The National Retail Federation brought added attention to its stance on debit card swipe fee reform at a Congressional hearing on Capitol Hill.



According to the NRF, reform has saved merchants and consumers more than $40 billion -- which is why the association is asking that it be protected.



“Debit card reform has been a remarkable success,” NRF Senior Vice president and general counsel Mallory Duncan said. “It has saved retailers and their customers billions of dollars and it has brought the beginnings of transparency and competition to a market where swipe fees were price-fixed and all banks linked arms to charge the same high fees.

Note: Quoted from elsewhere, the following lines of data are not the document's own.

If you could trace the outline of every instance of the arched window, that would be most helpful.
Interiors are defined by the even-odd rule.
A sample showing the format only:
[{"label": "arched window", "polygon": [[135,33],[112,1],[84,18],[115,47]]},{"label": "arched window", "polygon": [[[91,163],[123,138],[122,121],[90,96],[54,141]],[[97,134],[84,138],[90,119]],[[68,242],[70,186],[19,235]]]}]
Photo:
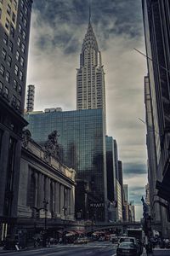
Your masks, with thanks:
[{"label": "arched window", "polygon": [[32,173],[31,176],[30,196],[29,196],[29,205],[31,208],[36,207],[35,202],[36,202],[36,177]]},{"label": "arched window", "polygon": [[54,217],[54,189],[53,183],[50,183],[50,201],[49,201],[49,211],[51,212],[51,217]]}]

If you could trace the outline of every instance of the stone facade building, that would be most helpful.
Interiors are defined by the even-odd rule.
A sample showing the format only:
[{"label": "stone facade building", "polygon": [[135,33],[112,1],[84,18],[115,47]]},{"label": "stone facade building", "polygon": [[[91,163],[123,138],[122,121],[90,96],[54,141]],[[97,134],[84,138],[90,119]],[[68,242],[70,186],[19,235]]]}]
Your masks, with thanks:
[{"label": "stone facade building", "polygon": [[38,230],[57,230],[64,222],[75,219],[75,171],[61,164],[52,152],[47,154],[30,136],[29,131],[26,131],[17,226],[19,230],[22,227],[32,230],[36,222]]}]

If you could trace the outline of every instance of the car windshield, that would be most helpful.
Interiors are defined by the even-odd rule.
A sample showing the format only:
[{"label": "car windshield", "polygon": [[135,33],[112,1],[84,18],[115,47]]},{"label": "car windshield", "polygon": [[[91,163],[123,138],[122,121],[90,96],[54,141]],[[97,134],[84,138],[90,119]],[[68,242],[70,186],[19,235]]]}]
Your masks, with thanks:
[{"label": "car windshield", "polygon": [[122,242],[119,246],[119,247],[122,247],[122,248],[133,248],[134,245],[133,242]]},{"label": "car windshield", "polygon": [[128,237],[124,237],[120,239],[120,242],[122,241],[130,241],[130,242],[134,242],[134,240],[133,238],[128,238]]}]

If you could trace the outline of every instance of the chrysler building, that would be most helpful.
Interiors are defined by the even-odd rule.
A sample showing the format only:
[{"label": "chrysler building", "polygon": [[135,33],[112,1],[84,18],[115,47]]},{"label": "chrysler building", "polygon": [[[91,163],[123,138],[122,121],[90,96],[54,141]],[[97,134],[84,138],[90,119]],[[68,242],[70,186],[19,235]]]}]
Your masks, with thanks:
[{"label": "chrysler building", "polygon": [[76,71],[76,109],[102,108],[105,116],[105,73],[90,15]]}]

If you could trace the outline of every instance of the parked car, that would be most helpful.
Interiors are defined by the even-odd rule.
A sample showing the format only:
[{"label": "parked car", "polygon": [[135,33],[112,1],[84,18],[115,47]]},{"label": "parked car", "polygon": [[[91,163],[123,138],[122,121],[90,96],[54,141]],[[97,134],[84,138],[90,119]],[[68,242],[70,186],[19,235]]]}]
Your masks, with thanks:
[{"label": "parked car", "polygon": [[105,236],[100,236],[99,239],[98,239],[98,241],[105,241]]},{"label": "parked car", "polygon": [[135,237],[122,236],[119,238],[119,243],[121,243],[122,241],[133,242],[133,244],[137,245],[137,240]]},{"label": "parked car", "polygon": [[88,242],[88,240],[87,237],[78,237],[76,240],[75,240],[74,244],[87,244]]},{"label": "parked car", "polygon": [[122,236],[119,239],[118,245],[122,242],[132,242],[137,248],[137,255],[141,255],[143,252],[143,247],[138,242],[135,237],[129,237],[129,236]]},{"label": "parked car", "polygon": [[122,241],[116,249],[116,256],[137,256],[138,247],[133,242]]}]

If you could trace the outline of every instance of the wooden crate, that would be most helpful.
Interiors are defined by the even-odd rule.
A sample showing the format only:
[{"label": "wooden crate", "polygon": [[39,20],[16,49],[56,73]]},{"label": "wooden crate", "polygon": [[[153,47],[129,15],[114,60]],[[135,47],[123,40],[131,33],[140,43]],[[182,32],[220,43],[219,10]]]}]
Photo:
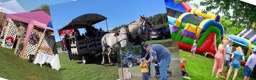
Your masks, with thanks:
[{"label": "wooden crate", "polygon": [[[119,69],[118,71],[119,73],[119,78],[120,80],[123,80],[121,69]],[[124,73],[124,80],[128,80],[131,78],[131,73],[130,72],[128,71],[128,69],[127,68],[123,68],[123,72]]]}]

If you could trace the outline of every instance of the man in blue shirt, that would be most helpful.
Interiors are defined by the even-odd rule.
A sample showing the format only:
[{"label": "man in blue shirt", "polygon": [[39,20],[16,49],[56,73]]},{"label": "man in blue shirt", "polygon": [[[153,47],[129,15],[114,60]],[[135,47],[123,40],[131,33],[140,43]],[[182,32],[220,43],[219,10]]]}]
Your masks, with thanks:
[{"label": "man in blue shirt", "polygon": [[144,44],[144,48],[147,51],[149,51],[153,58],[150,58],[146,63],[155,61],[156,59],[159,62],[159,72],[160,80],[167,79],[167,70],[169,64],[171,60],[171,53],[164,46],[159,44]]},{"label": "man in blue shirt", "polygon": [[[230,62],[229,61],[229,58],[230,55],[232,54],[232,45],[234,43],[234,41],[232,39],[229,40],[229,43],[226,45],[226,58],[225,58],[225,62],[224,63],[224,66],[227,66],[227,68],[225,70],[222,76],[227,78],[226,75],[226,73],[228,71],[228,70],[229,69],[229,63]],[[223,66],[224,67],[224,66]]]}]

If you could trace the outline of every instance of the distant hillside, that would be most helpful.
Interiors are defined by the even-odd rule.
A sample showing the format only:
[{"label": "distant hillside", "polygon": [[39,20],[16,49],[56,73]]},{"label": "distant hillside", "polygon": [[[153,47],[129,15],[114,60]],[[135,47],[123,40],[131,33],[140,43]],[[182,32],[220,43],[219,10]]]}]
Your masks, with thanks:
[{"label": "distant hillside", "polygon": [[[148,19],[149,19],[149,20],[155,25],[154,28],[162,27],[169,27],[166,13],[158,14],[154,15],[153,17],[150,16],[148,17]],[[120,26],[116,27],[115,28],[113,29],[112,30],[115,31],[116,30],[119,30],[121,28],[121,27],[127,26],[129,24],[134,22],[135,22],[135,21],[131,22],[129,24],[123,24]]]}]

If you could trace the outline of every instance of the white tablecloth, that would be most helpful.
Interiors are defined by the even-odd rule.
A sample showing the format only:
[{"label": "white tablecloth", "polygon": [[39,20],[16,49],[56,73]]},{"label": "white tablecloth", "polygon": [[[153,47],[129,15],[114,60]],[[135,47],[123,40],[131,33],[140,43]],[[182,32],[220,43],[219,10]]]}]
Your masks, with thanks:
[{"label": "white tablecloth", "polygon": [[59,70],[60,68],[60,60],[58,54],[56,54],[55,55],[51,55],[42,52],[38,53],[33,63],[35,64],[39,64],[40,66],[42,68],[42,65],[45,62],[51,64],[53,69],[55,69]]}]

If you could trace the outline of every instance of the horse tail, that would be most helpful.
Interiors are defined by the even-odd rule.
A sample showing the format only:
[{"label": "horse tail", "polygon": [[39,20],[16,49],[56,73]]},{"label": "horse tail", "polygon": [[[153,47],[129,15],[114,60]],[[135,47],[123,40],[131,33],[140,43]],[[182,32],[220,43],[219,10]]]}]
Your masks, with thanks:
[{"label": "horse tail", "polygon": [[106,38],[104,36],[102,37],[102,39],[101,39],[101,46],[102,46],[102,50],[103,51],[104,51],[106,50],[106,49],[109,47],[108,45],[106,45],[107,44],[106,44]]}]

If reform is repealed, the big banks will go back to those practices, and nothing will stop them from setting these fees as high as they like and driving up prices paid by consumers in the process.”



“The hearing was held by the House Financial Services Committee on the Financial Choice Act, legislation sponsored by Chairman Jeb Hensarling, R-Texas, that would repeal debit swipe fee reform as part of a larger rollback of the Dodd-Frank Wall Street Reform and Consumer Protection Act.



“This has been settled law for the better part of a decade,” Duncan said. “We should be looking at the future of payments rather than trying to re-legislate this important consumer protection and vital step forward for fair market competition.”



According to the NRF, retailers were not invited to testify at the hearing -- so the association (and other retail groups) organized a fly-in to lobby against the repeal, featuring dozens of retailers.



The NRF also submitted a statement for the record and is running digital ads and circulating petitions addressing consumer benefits, competition and retailers’ concerns.